El análisis del proyecto de Presupuesto 2018 revela la desigual distribución de recursos públicos que se entregan de manera directa a las instituciones de educación superior. Dichos fondos, a diferencia de las becas, créditos e incluso la gratuidad, no se entregan en base a las preferencias de los alumnos sino que de acuerdo a criterios que son arbitrarios (antigüedad, calidad jurídica de los dueños) y sin una razón de peso que lo justifique.

En el marco de la agenda de reforma a la educación superior que se discute en el Congreso, es conveniente repensar la actual forma de asignar los recursos, que se aleja de criterios que debieran ser rectores de un sistema moderno, abierto, competitivo y que promueva la calidad.

Este tipo de recursos debiera ir destinado a la generación de bienes públicos tales como ciencia, innovación, artes y humanidades, y financiar a aquellas instituciones que desarrollen un mejor trabajo en dichas áreas. Sin embargo del total de recursos, la ley establece que un 63% irá exclusivamente a las universidades del Estado (con un porcentaje de ellos que va directamente a la Universidad de Chile). Aunque no es fácil dimensionar el aporte de cada institución en la creación de los bienes antes mencionados, llama la atención que el reciente ranking de instituciones latinoamericanas realizado por la consultora QS, muestra que entre las 15 universidades de mayor calidad hay cinco estatales, seis privadas que son parte del Cruch y cuatro privadas creadas después del año 1981. Es decir, existe una representación casi equivalente de los tres grupos entre las universidades de elite.

Además de la desequilibrada distribución de recursos, llama la atención que su uso sea cada vez más dirigido por parte del Mineduc a través de instrumentos como los convenios de desempeño. Ello unido a la dispersión de los fondos -son cerca de 30 instrumentos distintos por un total de más de US$630 millones- diluye el impacto que estos podrían generar, lo que demuestra poca confianza en las instituciones respecto al uso de los recursos. Pese a que ese temor puede estar justificado por malas experiencias -como campus de universidades estatales que finalmente nunca operaron-, si dichos fondos se entregaran de manera abierta y competitiva, todos estos controles serían menos necesarios. Bajo un esquema como el planteado, se premiaría proyectos potentes en universidades que puedan justificar claramente el valor de dichas inversiones, sin la necesidad de burocracia para administrar diversos fondos ni de mecanismos que terminan guiando centralizadamente su uso.

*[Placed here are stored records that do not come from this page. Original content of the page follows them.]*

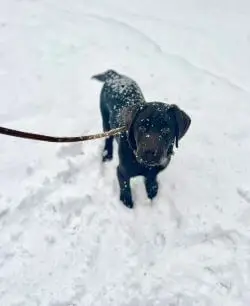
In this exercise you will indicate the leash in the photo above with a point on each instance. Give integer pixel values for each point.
(46, 138)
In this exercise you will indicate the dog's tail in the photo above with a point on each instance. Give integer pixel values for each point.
(105, 76)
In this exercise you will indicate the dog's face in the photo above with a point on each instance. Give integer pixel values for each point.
(153, 129)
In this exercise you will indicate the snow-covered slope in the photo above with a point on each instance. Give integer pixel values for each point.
(65, 239)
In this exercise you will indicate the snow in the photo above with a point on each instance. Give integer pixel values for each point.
(65, 239)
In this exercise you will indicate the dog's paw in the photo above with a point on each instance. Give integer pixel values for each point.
(127, 201)
(152, 189)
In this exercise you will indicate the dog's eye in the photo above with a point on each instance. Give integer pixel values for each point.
(165, 131)
(142, 129)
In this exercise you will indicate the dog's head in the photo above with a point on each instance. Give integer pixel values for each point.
(153, 128)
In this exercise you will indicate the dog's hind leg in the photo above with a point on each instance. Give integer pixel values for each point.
(108, 147)
(151, 185)
(125, 190)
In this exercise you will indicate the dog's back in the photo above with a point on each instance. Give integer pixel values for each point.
(118, 91)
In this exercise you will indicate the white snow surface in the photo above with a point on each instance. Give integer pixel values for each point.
(65, 238)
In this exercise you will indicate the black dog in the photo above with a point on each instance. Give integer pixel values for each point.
(152, 130)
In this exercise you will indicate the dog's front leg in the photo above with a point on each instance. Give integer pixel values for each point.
(151, 185)
(125, 190)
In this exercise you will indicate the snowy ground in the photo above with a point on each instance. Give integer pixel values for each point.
(65, 239)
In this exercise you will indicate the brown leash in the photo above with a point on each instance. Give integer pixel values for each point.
(39, 137)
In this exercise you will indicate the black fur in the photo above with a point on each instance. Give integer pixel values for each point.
(152, 130)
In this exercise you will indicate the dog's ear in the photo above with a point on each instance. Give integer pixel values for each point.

Pese a que parte importante de los fondos fueron creados en la administración anterior, el actual gobierno los incrementó y separó definitivamente entre las universidades estatales y privadas que forman parte del Cruch, eliminando la competencia y agudizando el problema. Es esencial reformar profundamente la forma en que se financia la creación de bienes públicos, siguiendo modelos como los que funcionan en los sistemas universitarios más exitosos en el mundo, que priorizan la excelencia por sobre cualquier otra consideración.